Fondecyt grant number 1201478

Earthquakes represent one of the most destructive yet unpredictible natural disasters along the world, with a massive physical, psychological and economical impact in the population worldwide. Chile is considered one of most active seismic country in the world. In addition to the world's largest in- strumentally documented earthquake occurred in Valdivia on May 22, 1960, Chile has recently been affected by three great earthquakes with magnitude major than 8.0 in the Ritcher scale. Thus, to have better approximation or additional information on where, when an event of that magnitude could occur would represents an invaluable tool for managing and designing public policies regarding natural disasters. However, earthquake prediction is a very challenging task, due to the high complexity associated to the process, also due to the fact that their occurrence depends on a multitude of variables, that in most cases could be unidentified. Several techniques has been proposed, most of them are based on the point process theory.

Self-exciting point process models have become essential components in the assessment of seismic hazard.
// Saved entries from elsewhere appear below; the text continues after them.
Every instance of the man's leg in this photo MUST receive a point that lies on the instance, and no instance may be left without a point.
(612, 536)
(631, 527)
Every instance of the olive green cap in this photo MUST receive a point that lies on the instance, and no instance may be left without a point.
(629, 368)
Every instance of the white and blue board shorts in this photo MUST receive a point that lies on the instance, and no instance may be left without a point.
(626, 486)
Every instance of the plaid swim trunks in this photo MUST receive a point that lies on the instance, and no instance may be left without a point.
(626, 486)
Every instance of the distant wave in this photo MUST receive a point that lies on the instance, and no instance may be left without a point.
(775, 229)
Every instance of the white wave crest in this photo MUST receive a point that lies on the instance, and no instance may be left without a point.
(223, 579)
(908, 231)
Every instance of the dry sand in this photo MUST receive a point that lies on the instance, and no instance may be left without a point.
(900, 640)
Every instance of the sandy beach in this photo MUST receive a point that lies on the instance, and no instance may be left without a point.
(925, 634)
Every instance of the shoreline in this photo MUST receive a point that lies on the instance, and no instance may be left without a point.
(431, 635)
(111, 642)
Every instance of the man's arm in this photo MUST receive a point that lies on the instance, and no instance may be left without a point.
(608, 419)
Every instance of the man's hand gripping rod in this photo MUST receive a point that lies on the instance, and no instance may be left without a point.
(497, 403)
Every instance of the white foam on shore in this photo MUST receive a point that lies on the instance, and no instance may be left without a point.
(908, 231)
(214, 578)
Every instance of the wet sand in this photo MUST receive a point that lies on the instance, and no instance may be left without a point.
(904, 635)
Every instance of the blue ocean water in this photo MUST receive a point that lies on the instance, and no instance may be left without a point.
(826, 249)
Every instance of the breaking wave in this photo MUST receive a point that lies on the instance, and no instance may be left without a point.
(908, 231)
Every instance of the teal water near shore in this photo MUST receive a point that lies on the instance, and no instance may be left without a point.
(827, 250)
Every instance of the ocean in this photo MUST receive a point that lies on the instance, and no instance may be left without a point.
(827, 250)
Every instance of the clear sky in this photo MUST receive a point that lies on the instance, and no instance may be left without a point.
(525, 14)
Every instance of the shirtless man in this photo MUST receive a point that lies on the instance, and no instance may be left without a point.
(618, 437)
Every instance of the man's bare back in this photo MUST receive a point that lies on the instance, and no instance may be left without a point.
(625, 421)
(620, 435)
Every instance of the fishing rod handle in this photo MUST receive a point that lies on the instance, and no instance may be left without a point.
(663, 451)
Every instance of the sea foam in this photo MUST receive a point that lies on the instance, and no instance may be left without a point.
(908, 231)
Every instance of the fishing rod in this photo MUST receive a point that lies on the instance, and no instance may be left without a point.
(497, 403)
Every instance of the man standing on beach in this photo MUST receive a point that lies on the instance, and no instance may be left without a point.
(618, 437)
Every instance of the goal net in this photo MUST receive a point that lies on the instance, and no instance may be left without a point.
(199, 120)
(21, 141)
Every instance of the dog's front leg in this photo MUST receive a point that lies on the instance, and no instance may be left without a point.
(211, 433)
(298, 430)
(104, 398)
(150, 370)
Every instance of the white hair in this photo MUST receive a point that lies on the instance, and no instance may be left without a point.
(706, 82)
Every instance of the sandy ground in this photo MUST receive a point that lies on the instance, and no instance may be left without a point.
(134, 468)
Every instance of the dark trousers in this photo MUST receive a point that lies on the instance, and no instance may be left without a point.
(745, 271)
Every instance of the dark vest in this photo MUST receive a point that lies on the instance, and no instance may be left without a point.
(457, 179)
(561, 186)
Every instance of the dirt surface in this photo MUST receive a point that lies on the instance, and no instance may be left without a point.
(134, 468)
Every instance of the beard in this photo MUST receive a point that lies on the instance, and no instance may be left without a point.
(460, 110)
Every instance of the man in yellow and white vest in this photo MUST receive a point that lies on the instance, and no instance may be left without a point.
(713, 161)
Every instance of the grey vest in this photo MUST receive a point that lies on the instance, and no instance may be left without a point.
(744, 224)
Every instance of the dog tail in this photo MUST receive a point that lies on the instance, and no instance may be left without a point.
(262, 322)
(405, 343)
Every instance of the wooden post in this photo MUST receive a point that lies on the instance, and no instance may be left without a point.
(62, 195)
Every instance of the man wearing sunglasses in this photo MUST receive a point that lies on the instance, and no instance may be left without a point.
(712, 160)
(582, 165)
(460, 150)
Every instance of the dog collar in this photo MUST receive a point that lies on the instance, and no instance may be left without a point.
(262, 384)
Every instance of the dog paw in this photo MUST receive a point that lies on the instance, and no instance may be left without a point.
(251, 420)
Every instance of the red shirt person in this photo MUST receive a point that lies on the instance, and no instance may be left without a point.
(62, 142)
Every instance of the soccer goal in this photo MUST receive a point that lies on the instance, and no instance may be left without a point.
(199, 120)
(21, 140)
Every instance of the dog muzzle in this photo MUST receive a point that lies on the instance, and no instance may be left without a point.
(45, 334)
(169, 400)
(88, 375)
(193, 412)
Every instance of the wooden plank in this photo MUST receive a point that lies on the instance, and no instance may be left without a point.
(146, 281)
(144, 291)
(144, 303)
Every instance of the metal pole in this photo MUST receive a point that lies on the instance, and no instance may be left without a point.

A particular class is given by the Epidemic Time Aftershock Sequence (ETAS) models which have proven to be extremely useful in the description and modeling of earthquake occurrence times and locations. The estimation of these models is based on the definition of a parametric intensity function which should represent the occurrence rate of an earthquake at time t and the location (x, y) conditional on the past history of the occurrence. However, typically these processes make strong assumptions about the functional form of the conditional intensities, which could be not realistic. Furthermore, the estimation procedure normally use the maximum likelihood approach which is known to fail in multi-modal distributions. Recently, a new approach based on recurrent neural networks has been proposed for trying to bypass these restrictions and estimating the temporal intensity function as a nonlinear function of the historical events. Few tentatives have been done to extend the self-exciting point process neural networks to the spatial dimension and, nowadays, few applications to seismic events have been proposed.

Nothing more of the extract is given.